The 20th Street landmark’s lancet windows, labyrinthine layout, and soaring chapel are the same as they ever were, but the sex-and-drugs-fueled bacchanal is long gone. Where makeout booths and cocaine corners once stood, now you’ll find limited-edition sneakers, handmade belts, MarieBelle chocolates, Hunter boots, tubes of Sue Devitt lip gloss, scented soaps from Caswell-Massey, and Grimaldi’s pizza.

It is, by any estimation, a dizzying makeover of an iconic New York space. The building’s transformation from decrepit, boarded-up shell into the city’s newest shopping-and-gastronomy sensation is the brainchild of Jack Menashe, a third-generation retail developer who grew up working in his father’s Flushing store, a down-market clothing chain called Bang Bang—which quite possibly supplied a good number of eighties club-hoppers with their Lycra. In 2003, he opened a Soho boutique called Lounge on Broadway, which sold clothes while D.J.’s spun records and drinks were served at the store’s Casablanca Tea Room. Last winter, after Lounge succumbed to the recession, Menashe rented the main hall of Limelight—not a hard thing to do, as it had sat empty for two years after another club, Avalon, shuttered—to unload his extra stock. A small handwritten sign reading sample sale on the church’s Sixth Avenue entrance captured the attention of a mind-boggling number of shoppers. “The building,” Menashe says, “is a magnet.”

The space was too large and run-down for a single blue-chip retailer (a Gap, say, or an H&M) to anchor it. And its neighborhood, the gray area between Chelsea and Flatiron that’s still defined by the hulking ghost of a Barnes & Noble, has not been particularly hospitable to anything other than Starbucks and big-box stores.

So Menashe devised a novel retail strategy for post-recession New York. His plan was to fill the space with an eclectic mix of indie vendors, in the spirit of the hugely successful Chelsea Market. Menashe and a silent partner spent $15 million to build out 60-plus prefabricated “stalls” with individually designed façades. Before any contracts were signed (the Brazilian waxing salon J. Sisters was the first to ink a deal), architect James Mansour outfitted the three-level, multi-wing space with slots intended for specific types of retailers (a perfumery, a denim line, a home-furnishings brand). Then, says Menashe, “We found the pegs to fit the holes.” He rejected “tons” of businesses that didn’t fit his vision. “We thought about stationery,” he says, “then moved away from that. There’s no sex appeal.” Retailers could sign one-year leases for a fraction of the cost of a stand-alone storefront. The ground-level stalls nearest the front entrance command the most rent. Menashe makes money two ways, from rent and from charging a percentage of sales.

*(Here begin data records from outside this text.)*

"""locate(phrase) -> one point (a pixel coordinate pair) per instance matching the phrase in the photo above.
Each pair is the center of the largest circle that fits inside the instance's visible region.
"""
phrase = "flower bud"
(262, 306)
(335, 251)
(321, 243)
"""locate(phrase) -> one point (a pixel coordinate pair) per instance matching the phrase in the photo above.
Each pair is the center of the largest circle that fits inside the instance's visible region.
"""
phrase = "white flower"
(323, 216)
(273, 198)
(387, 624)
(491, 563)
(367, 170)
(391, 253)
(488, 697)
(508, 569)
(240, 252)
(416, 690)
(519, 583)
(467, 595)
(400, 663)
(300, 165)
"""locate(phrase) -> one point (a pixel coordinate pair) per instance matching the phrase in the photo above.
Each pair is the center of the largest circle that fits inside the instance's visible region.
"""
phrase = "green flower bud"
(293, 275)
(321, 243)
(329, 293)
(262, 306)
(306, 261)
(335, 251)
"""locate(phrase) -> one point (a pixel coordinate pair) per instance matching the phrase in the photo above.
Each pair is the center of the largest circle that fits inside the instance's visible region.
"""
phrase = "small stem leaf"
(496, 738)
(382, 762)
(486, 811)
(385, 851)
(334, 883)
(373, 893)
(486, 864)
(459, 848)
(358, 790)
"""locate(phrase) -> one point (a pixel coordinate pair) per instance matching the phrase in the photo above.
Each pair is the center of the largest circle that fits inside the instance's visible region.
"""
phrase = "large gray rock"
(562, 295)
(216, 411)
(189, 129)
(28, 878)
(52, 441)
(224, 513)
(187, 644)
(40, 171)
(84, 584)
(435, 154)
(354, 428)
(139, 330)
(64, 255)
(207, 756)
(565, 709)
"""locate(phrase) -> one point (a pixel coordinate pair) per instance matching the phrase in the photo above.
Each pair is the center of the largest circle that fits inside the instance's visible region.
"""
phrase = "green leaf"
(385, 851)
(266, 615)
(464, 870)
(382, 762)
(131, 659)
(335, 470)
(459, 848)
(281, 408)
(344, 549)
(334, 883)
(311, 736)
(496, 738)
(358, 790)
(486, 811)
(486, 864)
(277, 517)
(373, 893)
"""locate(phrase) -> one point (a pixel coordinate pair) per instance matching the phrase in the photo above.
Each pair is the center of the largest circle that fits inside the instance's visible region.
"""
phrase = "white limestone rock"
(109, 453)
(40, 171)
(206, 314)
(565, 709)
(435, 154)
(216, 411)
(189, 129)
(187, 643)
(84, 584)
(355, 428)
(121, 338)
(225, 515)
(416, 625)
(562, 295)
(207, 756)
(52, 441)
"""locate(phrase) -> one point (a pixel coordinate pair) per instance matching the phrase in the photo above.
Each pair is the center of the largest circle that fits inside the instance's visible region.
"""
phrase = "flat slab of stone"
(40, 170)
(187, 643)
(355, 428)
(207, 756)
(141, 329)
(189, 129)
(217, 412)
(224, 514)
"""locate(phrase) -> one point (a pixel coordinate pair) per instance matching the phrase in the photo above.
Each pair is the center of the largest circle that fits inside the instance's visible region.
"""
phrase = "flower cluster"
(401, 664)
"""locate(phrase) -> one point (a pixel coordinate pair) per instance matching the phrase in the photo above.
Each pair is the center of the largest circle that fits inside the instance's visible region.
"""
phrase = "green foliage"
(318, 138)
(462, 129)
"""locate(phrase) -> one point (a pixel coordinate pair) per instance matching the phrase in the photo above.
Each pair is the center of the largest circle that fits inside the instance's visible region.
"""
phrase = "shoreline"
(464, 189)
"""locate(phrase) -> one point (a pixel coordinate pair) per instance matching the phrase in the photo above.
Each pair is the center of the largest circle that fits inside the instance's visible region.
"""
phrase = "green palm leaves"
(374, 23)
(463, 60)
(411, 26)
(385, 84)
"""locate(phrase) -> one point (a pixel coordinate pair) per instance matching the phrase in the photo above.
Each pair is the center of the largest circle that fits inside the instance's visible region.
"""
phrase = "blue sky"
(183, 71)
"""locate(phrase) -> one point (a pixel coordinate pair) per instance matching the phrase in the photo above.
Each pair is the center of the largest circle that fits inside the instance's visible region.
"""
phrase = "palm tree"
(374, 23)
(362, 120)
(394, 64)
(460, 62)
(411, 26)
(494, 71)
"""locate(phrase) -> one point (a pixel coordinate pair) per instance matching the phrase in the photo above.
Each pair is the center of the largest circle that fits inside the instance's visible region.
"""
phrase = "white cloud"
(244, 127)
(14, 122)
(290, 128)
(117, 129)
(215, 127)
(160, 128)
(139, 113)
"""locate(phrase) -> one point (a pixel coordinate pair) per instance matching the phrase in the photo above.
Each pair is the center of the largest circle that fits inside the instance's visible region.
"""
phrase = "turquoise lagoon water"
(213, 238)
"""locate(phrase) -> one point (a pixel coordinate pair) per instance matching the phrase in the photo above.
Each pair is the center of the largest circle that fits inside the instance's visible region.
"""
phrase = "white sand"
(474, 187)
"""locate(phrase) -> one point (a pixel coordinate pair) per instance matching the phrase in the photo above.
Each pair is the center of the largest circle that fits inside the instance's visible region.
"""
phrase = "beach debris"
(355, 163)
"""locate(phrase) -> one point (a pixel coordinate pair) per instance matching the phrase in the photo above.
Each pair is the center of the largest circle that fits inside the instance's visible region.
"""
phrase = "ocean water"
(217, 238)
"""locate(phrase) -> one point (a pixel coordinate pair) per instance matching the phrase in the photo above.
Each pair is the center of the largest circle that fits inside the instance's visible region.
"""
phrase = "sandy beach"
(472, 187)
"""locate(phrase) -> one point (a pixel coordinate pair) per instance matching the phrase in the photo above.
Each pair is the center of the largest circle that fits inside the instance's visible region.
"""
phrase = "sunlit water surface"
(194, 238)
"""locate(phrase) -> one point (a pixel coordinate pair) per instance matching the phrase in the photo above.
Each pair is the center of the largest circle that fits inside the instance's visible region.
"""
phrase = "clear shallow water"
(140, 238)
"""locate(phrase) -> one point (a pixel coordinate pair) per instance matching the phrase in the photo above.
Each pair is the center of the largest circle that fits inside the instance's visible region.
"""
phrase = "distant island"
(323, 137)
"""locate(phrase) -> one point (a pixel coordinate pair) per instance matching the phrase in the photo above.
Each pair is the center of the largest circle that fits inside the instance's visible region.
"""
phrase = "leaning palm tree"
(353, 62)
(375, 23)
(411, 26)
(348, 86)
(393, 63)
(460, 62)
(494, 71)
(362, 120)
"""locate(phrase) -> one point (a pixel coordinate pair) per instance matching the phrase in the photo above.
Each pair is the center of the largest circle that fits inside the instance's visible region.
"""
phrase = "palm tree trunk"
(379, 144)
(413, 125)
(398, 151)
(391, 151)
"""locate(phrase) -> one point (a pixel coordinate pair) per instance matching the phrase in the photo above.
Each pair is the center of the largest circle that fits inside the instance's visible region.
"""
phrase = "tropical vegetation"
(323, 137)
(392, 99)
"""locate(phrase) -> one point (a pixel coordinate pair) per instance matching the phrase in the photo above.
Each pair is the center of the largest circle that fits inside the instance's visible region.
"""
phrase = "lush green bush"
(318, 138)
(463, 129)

The ideal shopper, the developer says, is a lunch-hour visitor who comes in for a panini and leaves with a baby gift from Silly Souls, a book from Booksmart, and sunglasses from Selima Optique—a day’s errands done. It’s easy to see how this might appeal to the average multitasking New Yorker. The tough sell is going to be directing traffic to the odd corners of the place, of which there are many. Shopping on the upper floors requires a serious stair-climbing commitment. (There are no elevators.)

Another reason to believe the new Limelight can succeed is that it gives consumers a reason other than shopping to come inside. “One of the primary lessons we learned from the recession is that you have to transition from being a landlord to being a ‘placemaker,’ ” says Paco Underhill, CEO of the retail consulting group Envirosell. In other words, create an enticing visual environment, provide some high-density people-watching, and throw in free entertainment. To that end, Menashe intends to hire roving magicians and opera singers (yep, opera singers) on busy weekends.

Even before the marketplace opens, Menashe is making plans to roll out mixed-use Limelights all over the country. They won’t be in abandoned churches necessarily, but in similarly down-on-their-luck spots that offer customers an unusual shopping experience and store owners heavy foot traffic and a bargain rent. “The Limelight, no one knew what to do with it,” Menashe says. “Now we’ve got a 30-year lease.”